In Profile: Yo La Tengo
From the jangle-pop of their early years, via indie-rock, folk and noise-pop, over four decades, Yo La Tengo have staked out and defined their own territory…
Where to start with Yo La Tengo? It’s an apt question for those reading this piece maybe coming fresh to the three-piece formed (by couple Ira Kaplan and Georgia Hubley) in Hoboken, New Jersey, in 1984; they are, after all, a band whose longevity seems to know no bounds.
They first graced my eardrums when I was hungrily cherry picking new favourite artists from their label, Matador Records’, 1997 compilation album, What’s Up Matador? In fact, their song, Tom Courtenay (below) – a strange, mournful tribute to the movies and stars of yesteryear – was track one, side one. Perhaps it was because what followed included the likes of the Jon Spencer Blues Explosion, Cat Power, Guided by Voices, Liz Phair, Superchunk – I could go on – that YLT somehow got lost in the mix. Or it could have been because, as beautiful as their contributions to the comp were (side two included Don’t Say a Word), I was far too young at that time, and far too interested in the shoutier end of the scale to fully appreciate and explore their oeuvre.
Tom Courtenay and Don’t Say a Word were lifted from 1995′s – what I now know to be iconic – Electr-O-Pura. But it would take me almost another decade before I immersed myself more fully into Yo La Tengo’s deep waters, when I picked up another compilation released by Matador, Prisoners of Love. Subtitled A Smattering of Scintillating Senescent Songs: 1985–2003, it was one dedicated solely to the band’s long career up to the early noughts, and saved me the YLT detective work I’d failed to do to that point.
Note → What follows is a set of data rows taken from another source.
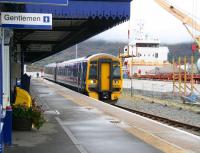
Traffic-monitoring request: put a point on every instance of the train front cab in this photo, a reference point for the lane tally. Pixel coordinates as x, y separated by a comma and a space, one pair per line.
104, 79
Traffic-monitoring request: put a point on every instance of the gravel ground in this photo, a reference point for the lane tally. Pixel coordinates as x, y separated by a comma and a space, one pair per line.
177, 114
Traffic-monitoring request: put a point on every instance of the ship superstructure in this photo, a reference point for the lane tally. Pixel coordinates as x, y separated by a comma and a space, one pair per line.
144, 55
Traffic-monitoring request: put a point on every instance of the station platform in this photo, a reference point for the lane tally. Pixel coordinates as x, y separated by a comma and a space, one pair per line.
79, 124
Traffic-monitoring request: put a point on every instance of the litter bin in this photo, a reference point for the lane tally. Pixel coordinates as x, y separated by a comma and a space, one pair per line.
25, 82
It was a lovely find, one I’m super grateful for today; it gently pulled me right up close to what I understand, from today’s vantage point and now advancing years, is so recognisably their sound. When I bought Prisoners of Love, they’d already been active for two decades, which astonishingly makes it a nice round 40 years as I write. More astonishing is that their output, while obviously experimenting occasionally with genre and sound, branching out, retracing their steps and evolving, has so steadfastly maintained its quality. Re-listening to Prisoners of Love recently, it occurred to me that that quality is clearly the connective tissue of this remarkable band.
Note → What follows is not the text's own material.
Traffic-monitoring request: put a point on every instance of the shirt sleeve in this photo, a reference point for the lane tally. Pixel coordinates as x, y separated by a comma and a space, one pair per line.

Yo La Tengo (still on Matador) have since released a further seven studio albums; not the most prolific, a new long player has materialised roughly every other year since their 1986 debut, Ride the Tiger. Bringing things up-to-date, in 2020 came a 25th anniversary reissue of Electr-O-Pura, what Matador called “a thrilling document of one of America’s most beloved bands hitting their creative stride.” PR hyperbole aside, they weren’t wrong. Last year, I bought the re-release and their latest, This Stupid World (2023), within a few weeks of each other. (Pictchfork called the latter “their liveliest album in at least a decade.”) Listening to them back-to-back they read as a glorious supersized standalone that just happens to straddle more than a quarter of a century.
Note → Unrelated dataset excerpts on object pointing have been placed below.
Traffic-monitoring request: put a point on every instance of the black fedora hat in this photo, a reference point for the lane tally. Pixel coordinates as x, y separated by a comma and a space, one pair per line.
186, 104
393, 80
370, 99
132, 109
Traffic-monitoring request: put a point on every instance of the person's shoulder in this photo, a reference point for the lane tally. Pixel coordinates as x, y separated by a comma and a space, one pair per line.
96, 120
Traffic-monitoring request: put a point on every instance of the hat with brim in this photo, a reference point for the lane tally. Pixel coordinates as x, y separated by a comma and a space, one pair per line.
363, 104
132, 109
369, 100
Radio friendly bangers are rare (though hardly non-existent in their richly textured back-catalogue); theirs is a sound that grows into itself. As a listener it creeps up slowly, so that, before you know it, you’re engrossed, then entirely submerged in the binaural sonic wash. Writing in the liner notes for Prisoners of Love, the band’s tour manager, Joe Puleo remarks that: “The great thing about music is its ability to return you to a different time and place…” He might as well be describing Yo La Tengo – a band of subtle, often mournful brilliance, who do this to a tee.
From the jangle-pop stylings of the early years, via indie-rock, a smidgen of folk and noise-pop, they have staked out and defined their own territory so that, in today’s digital landfill wastes, they persist. And in some style. So: Where to start with Yo La Tengo? My advice? If you haven’t already, just start.